Lo de los presos sin duda está relacionado con el hecho de que los japoneses son el pueblo más longevo del mundo.
Pero los españoles estamos cerca.
Somos el cuarto país con más esperanza de vida del planeta, tras Suiza y Singapur, y, según un estudio de The Lancet, podemos alcanzar el primer puesto en 2040.
O sea: es muy posible que, en efecto, mi generación bata los récords en ancianidad, esto es, en carcamales hechos polvo, viviendo solos, indefensos y con pensiones de miseria.
Si es que aún tenemos pensiones.
Hurra por ese primer puesto.
Antes llegar a viejo era un orgullo, pero ahora ser viejo es un problema.
Y la sociedad envejece a toda prisa.
Hoy la media de edad del país es de 43 años, mientras que en 1970 era de algo menos de 33 años.
Por añadidura, los octogenarios son ya el 6% de la población, y hay más de 11.000 centenarios en nuestro país, la mayoría mujeres, porque superamos en longevidad a los hombres en un 32%, y la diferencia es mayor conforme aumenta la edad.

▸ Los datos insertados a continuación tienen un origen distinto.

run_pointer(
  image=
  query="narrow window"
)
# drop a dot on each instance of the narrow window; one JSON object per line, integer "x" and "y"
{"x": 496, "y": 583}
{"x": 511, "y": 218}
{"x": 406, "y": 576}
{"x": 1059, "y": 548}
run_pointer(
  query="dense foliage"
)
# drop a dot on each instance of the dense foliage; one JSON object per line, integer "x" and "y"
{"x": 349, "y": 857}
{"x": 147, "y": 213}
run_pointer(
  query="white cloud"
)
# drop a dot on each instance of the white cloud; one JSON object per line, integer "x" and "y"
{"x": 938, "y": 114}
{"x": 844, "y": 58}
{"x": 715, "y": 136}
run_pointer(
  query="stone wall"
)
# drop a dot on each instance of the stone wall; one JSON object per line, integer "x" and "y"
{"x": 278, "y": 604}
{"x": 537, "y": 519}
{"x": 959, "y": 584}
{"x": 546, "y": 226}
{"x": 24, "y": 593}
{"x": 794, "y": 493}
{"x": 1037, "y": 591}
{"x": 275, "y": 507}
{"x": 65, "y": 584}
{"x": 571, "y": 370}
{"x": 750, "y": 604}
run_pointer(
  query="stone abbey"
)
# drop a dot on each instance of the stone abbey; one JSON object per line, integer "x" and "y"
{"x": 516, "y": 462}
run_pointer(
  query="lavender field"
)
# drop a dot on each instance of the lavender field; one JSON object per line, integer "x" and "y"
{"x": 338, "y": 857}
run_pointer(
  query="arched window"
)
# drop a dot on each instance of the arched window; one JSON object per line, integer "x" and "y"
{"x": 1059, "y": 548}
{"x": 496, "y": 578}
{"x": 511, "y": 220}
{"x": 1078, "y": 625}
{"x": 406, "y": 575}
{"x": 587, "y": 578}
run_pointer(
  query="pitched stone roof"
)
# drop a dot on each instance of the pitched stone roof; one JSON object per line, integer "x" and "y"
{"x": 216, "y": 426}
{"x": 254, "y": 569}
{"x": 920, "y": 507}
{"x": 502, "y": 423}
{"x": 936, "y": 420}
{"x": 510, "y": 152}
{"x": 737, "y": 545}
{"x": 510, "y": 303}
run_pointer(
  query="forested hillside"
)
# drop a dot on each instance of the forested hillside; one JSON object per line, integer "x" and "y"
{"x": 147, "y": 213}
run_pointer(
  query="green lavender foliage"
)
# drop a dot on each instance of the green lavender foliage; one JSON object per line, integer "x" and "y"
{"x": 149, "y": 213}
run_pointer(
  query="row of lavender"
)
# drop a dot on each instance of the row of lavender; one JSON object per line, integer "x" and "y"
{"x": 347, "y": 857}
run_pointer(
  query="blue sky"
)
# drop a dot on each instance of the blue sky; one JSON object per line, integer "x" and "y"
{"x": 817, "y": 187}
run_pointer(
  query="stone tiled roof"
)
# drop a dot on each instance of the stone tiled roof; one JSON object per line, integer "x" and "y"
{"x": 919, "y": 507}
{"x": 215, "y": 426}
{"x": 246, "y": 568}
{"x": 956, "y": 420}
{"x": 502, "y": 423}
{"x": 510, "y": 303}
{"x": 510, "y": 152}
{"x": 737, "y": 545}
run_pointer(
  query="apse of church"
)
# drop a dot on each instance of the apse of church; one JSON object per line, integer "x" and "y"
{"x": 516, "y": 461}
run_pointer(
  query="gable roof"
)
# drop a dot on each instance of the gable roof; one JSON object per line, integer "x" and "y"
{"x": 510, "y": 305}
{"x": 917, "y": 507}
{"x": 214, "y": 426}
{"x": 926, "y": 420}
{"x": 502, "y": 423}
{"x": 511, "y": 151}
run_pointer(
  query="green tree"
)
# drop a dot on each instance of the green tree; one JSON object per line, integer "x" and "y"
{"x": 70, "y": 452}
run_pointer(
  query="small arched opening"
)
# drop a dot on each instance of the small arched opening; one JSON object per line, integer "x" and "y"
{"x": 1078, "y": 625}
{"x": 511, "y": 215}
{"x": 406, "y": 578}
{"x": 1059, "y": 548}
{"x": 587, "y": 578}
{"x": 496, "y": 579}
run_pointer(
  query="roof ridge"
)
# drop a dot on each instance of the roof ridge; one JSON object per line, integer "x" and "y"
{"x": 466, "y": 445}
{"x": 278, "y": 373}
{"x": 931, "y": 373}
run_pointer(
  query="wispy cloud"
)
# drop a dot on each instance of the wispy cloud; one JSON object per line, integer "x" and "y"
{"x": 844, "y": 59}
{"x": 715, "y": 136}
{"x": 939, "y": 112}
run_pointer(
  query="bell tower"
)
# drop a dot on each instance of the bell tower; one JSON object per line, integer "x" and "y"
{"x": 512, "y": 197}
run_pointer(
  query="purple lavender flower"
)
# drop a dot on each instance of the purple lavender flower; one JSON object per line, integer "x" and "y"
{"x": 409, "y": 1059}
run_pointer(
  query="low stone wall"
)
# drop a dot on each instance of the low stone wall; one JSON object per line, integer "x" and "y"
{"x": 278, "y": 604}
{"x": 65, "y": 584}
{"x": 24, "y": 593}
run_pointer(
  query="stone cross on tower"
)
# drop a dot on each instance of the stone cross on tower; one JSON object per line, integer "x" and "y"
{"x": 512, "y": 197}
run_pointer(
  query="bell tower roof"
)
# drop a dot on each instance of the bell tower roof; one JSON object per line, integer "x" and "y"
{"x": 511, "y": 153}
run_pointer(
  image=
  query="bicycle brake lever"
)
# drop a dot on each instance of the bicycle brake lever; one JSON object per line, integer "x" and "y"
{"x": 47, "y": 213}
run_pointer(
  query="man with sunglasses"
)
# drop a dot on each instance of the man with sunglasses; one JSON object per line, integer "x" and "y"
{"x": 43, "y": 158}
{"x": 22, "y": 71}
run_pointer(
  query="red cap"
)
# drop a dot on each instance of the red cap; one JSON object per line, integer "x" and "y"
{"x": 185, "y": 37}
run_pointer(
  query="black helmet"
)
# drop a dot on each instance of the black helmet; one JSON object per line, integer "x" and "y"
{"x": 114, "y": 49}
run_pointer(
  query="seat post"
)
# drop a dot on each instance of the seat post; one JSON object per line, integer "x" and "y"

Pero ese triunfo de la resistencia no es por lo general un regalo, porque vivimos mucho pero en malas condiciones.
Físicas y económicas.
Y es que ser viejo es muy caro.
La estancia en esa casa de los horrores que era Los Nogales podía llegar a costar más de 2.000 euros al mes.
Según el CSIC, hay cerca de 370.000 plazas en residencias geriátricas, 4 por cada 100 ancianos, incluyendo privadas y públicas.
No parecen muchas. De cuando en cuando saltan a los medios denuncias de malos tratos en esos centros, y, reconozcámoslo, todos sospechamos que pueden ser más habituales de lo que parece. Todos intentamos no pensar en esos aparcaderos de seres indefensos que, por otra parte, muchas veces son inevitables, porque el estado del anciano impide su cuidado en casa.
Según un informe del CSIC (Centro Superior de Investigaciones Científicas) de 2019, en España hay casi nueve millones de personas mayores de 65 años, un 19% de la población.
Los Nogales ha sido un caso clamoroso y los empleados investigados por la Fiscalía, Mónica Moya Pérez, Bryan Israel Noboa Calle y María Josefa Trueba López, están acusados de comportamientos de un sadismo repugnante.
A ellos los despidieron, pero aún más grave me parece que la dirección de la residencia no cursara a la comunidad las denuncias recibidas.
Aterra pensar que sin duda conocemos, sin saberlo, a gente así de (supuestamente) mala.
Gente que ejerce el daño y gente que prefiere mirar hacia otro lado. Y siendo todo esto doloroso y terrible, aún hay algo peor, y son todos esos ancianos que no tienen a nadie y que viven encerrados en sus casas, llenos de pena y miedo por su debilidad y su abandono.
Tan presos como los reclusos japoneses y dependiendo de la generosidad de una vecina que les suba la compra de vez en cuando (el 17% de los hombres mayores y el 30% de las mujeres viven solos).
Pero todos estos, claro, nos hacen el favor de sufrir en silencio y en la invisibilidad de sus domicilios. Su dolor nunca llegará a la Fiscalía.
Son nuestros maltratados.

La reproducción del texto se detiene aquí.